During the six weeks after the Burning Man event officially ended, and as they do every year, crews were still on site doing the final cleanup push leading to the BLM inspection. These teams picked up all kinds of Matter Out of Place (or MOOP): small debris, wood chips, tent stakes, and other items accidentally left behind from the 2023 event.
In mid-October, the BLM inspected 126 randomly selected test areas. These sites are examined through a rigorous standard: A test site fails if it contains more than one square foot per acre of MOOP, and Burning Man is permitted to fail no more than 10 percent of the 126 test points. These are far and away the strictest Leave No Trace standards of any special event on BLM-managed lands, possibly on any public lands in the U.S., but Burning Man has a stellar record with post-event inspections — we have passed every single one since the inspection format began in 1999, and 2023 was no different.
Burning Man continues to serve as an example to the world for stewardship of public lands. The community and the nonprofit organization truly strive to leave a positive trace, and 2023 was one for the record books. This achievement is truly astonishing.
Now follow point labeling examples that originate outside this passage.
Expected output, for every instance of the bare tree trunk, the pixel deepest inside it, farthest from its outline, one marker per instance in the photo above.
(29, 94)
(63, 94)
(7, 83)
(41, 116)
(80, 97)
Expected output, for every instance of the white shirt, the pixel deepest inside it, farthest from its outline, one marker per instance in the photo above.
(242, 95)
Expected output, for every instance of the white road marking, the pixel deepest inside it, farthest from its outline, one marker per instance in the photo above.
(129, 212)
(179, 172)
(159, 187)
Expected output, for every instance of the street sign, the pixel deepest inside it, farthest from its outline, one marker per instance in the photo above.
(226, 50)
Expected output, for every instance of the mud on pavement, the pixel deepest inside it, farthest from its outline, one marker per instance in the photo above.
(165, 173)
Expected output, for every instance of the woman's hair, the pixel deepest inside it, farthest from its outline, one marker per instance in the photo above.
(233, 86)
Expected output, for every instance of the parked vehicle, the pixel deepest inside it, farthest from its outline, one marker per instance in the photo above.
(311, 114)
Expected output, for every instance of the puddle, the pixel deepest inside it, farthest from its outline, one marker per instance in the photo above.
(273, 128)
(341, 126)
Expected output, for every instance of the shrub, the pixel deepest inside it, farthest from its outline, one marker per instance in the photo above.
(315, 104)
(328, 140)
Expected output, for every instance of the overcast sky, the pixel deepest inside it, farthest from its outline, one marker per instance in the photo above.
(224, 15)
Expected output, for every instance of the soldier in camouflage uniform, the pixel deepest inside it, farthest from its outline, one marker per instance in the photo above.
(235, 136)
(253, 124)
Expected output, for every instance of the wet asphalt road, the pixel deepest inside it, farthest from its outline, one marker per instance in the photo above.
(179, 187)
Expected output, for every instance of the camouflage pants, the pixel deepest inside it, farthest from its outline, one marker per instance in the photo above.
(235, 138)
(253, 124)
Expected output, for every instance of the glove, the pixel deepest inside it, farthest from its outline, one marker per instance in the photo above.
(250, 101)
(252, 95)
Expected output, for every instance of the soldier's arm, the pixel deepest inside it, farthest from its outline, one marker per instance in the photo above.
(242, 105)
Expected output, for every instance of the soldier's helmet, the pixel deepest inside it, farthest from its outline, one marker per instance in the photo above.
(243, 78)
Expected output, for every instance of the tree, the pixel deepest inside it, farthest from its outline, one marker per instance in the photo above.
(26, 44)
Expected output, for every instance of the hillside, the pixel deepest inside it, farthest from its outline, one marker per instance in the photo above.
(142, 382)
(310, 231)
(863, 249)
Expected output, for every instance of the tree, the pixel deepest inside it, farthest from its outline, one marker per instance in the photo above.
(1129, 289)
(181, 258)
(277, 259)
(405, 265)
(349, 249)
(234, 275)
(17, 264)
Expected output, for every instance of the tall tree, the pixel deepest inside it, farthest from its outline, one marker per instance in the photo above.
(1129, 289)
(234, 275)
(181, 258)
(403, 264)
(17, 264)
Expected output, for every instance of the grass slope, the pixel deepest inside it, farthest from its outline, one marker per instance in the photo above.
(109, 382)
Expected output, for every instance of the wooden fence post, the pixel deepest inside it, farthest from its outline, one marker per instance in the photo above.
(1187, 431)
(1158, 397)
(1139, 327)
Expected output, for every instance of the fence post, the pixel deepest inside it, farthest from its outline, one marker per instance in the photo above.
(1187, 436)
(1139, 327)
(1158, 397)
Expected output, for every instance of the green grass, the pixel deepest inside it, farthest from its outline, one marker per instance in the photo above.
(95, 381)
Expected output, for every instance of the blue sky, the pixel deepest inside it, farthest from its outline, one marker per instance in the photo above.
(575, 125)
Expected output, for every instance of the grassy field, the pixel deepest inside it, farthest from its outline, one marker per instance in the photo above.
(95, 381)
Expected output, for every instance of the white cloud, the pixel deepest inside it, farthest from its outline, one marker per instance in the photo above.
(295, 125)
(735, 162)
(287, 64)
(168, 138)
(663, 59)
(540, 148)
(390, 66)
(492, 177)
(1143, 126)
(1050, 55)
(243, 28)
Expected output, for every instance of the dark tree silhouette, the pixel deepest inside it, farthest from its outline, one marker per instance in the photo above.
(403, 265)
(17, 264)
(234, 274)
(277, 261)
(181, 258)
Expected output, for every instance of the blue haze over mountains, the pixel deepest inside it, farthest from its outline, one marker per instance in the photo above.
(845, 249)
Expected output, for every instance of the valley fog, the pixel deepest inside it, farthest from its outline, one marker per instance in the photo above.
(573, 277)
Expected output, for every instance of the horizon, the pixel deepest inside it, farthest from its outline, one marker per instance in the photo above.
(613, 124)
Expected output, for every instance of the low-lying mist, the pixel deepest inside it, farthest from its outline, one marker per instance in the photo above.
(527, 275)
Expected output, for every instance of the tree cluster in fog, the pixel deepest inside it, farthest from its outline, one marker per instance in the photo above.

Andy Boerigter, the BLM’s Black Rock Field Office Burning Man Project Manager, commented on the outcome: “It was another challenging year of clean up due to heavy rains and movement on the wet playa. The Playa Restoration Team put in long hours to restore the playa nearly to its original condition. While there are still some rough patches out there, the winter weather should mitigate those issues, and come spring the playa should be in nearly the same condition it usually is. The restoration personnel did a good job putting in the work and receiving passing results.”
For an on-the-ground account of conditions in Black Rock City 2023 and the inspiring community resilience and togetherness thousands experienced, read “The Disaster That Wasn’t” by Stuart Mangrum, Director of Burning Man Project’s Philosophical Center.
The full BLM inspection report is attached. More details and the annual MOOP Map will be shared with the community later in December.